Companies like Google, Facebook and Amazon – each of which has come under fire in Europe for data collection and privacy – are obsessed with providing services. They care about who you are.

Sure, they care in a digital way, a data-driven way. They want to know about your cookies and purchases, not your aspirations and emotions. But these companies wouldn’t dominate the digital world if they didn’t care about their users.

To be sure, they don’t care about European notions of privacy.

Earlier this month, Mark van der Linden, a European Country Manager for American cloud storage provider Dropbox, was asked about European Commission talks to stiffen privacy rules.

“I’m a businessman and I prefer to concentrate on things we can control,” van der Linden said.

“I follow the news, I’ve seen the proposals,” he added. “What we’re doing now is focusing on what we control and the growth of the business.”

In other words, Dropbox is worrying about its 300 million users – 120 million of whom are in Europe – and not about privacy discussions that started years ago and are nowhere near finished.

And while Europe is pondering ways to slow down a multibillion-dollar company, the U.S. is likely to create another one.

Consumers already have two feet planted in the digital sphere. Sure, they grumble about the rules. They wonder if targeted ads know them a bit too well, and they are annoyed by all the emails telling them to buy stuff.

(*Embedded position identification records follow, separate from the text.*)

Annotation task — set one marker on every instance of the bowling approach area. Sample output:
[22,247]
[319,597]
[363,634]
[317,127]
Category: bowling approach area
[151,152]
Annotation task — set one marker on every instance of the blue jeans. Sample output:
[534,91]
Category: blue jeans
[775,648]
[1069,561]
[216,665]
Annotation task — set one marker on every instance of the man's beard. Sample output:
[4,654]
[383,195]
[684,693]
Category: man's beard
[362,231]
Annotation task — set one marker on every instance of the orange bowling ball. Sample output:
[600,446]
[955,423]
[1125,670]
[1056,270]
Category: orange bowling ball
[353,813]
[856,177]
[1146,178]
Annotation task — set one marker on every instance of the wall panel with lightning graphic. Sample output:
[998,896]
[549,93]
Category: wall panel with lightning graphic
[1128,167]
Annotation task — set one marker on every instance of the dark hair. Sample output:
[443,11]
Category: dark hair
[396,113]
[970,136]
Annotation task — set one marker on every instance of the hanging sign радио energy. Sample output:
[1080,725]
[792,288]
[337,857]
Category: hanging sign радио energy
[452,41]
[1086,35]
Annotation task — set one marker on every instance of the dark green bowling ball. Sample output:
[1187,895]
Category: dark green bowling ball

But they are embracing digital with their choices and with their money.

No doubt, this revolution can be scary. Automation is likely to crush millions of jobs. Protecting users’ data is both essential and difficult. And trust me, I’m not crazy about my image, location and voice appearing online, available to the entire world, the instant someone walks past wearing Google Glass.

Some concerns are real. We should talk about them. But while we do, let’s not try to rewrite the rules of the digital revolution.

Let’s join it.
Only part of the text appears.